Fourteen graves. Fourteen graves for the men and women of the doomed expedition ship, the Ranger. Sent out after promising spectographics lured them to a lush and green planet unlike anything Miranda had ever seen, apart from the images of old Earth. When mankind poisoned that world, they eked out hardscrabble lives in the shells of asteroids. or on airless or toxic planets, every colony a testament to human ingenuity, to persistence in the face of hardship. Then, it seemed as if there would be a place for them, a world where not every battle need be so hard-fought. An Eden. A paradise.
Only it hadn’t worked out like that. Something in the air, a bacteria, reacted immediately to the biology of the Ranger crew. Only Miranda was immune. Miranda, and the ship’s dog, Achilles. One by one she nursemaided fourteen souls to their deaths. Terrified, saddened, pleading, angry, desperate souls.
She was beginning to forget them. Little by little. Details at first, minor discrepancies. Did Sung wear his hair like that, or like this? What color were MacBride’s eyes? They were blurring, one by one, one into the other.
At first she kept busy, if only to ward off the loneliness, the terror. She would catalog everything. She found--she thought, though she was a botanist and not a bacteriologist--the culprit responsible for the deaths of all her friends. In her notes, should they survive her, would be the answer future colonists would need.
Future colonists. Surely, though Ranger had failed, the allure of Verdigris was too great. Someone would send another ship. And maybe that ship would be luckier, less reckless. They would have her notes. Everything they needed to know.
She lay in bed watching the moonbirds circle. Achilles slept soundly. All of that, the landing, Sung’s ill-advised helmet removal, the first signs of disease, the later deaths, all of that was five years ago. In that time, Miranda wandered far and wide across this planet. It was full of strange plants and strange creatures. Moonbirds and whistlefish. iguana-like belching hulks. Flowers that bloomed one color one day, another the next.

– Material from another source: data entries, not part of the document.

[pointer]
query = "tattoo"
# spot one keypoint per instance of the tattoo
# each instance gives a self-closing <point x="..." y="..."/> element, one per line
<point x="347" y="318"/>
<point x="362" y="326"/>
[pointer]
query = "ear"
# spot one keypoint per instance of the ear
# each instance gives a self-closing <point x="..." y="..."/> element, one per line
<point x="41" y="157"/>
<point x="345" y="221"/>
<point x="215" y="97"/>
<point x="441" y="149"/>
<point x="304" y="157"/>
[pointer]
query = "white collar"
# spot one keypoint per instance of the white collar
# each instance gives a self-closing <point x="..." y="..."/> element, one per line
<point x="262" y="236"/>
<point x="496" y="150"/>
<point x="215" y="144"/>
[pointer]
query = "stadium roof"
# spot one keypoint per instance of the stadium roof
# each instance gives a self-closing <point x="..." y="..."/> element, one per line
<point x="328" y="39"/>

This was their planet. The conviction seeped into Miranda as slowly and subtly as drip water through a cave, eroding the person she thought she was. Lying in that bed she was coming to an unthinkable resolution.
She had enough spare parts, she could repair Ranger’s beacon. She could leave them a message. She could tell them all about the bacteria, how to inoculate themselves. Or she could tell them to leave, that this planet was poisoned, cursed. Perhaps they wouldn’t listen. Perhaps by the time humans returned here, the beacon would have long since failed. But Verdigris did not belong to humans, to do with as they did Earth. And she had to do something.
Rising from her makeshift bed, she got to work.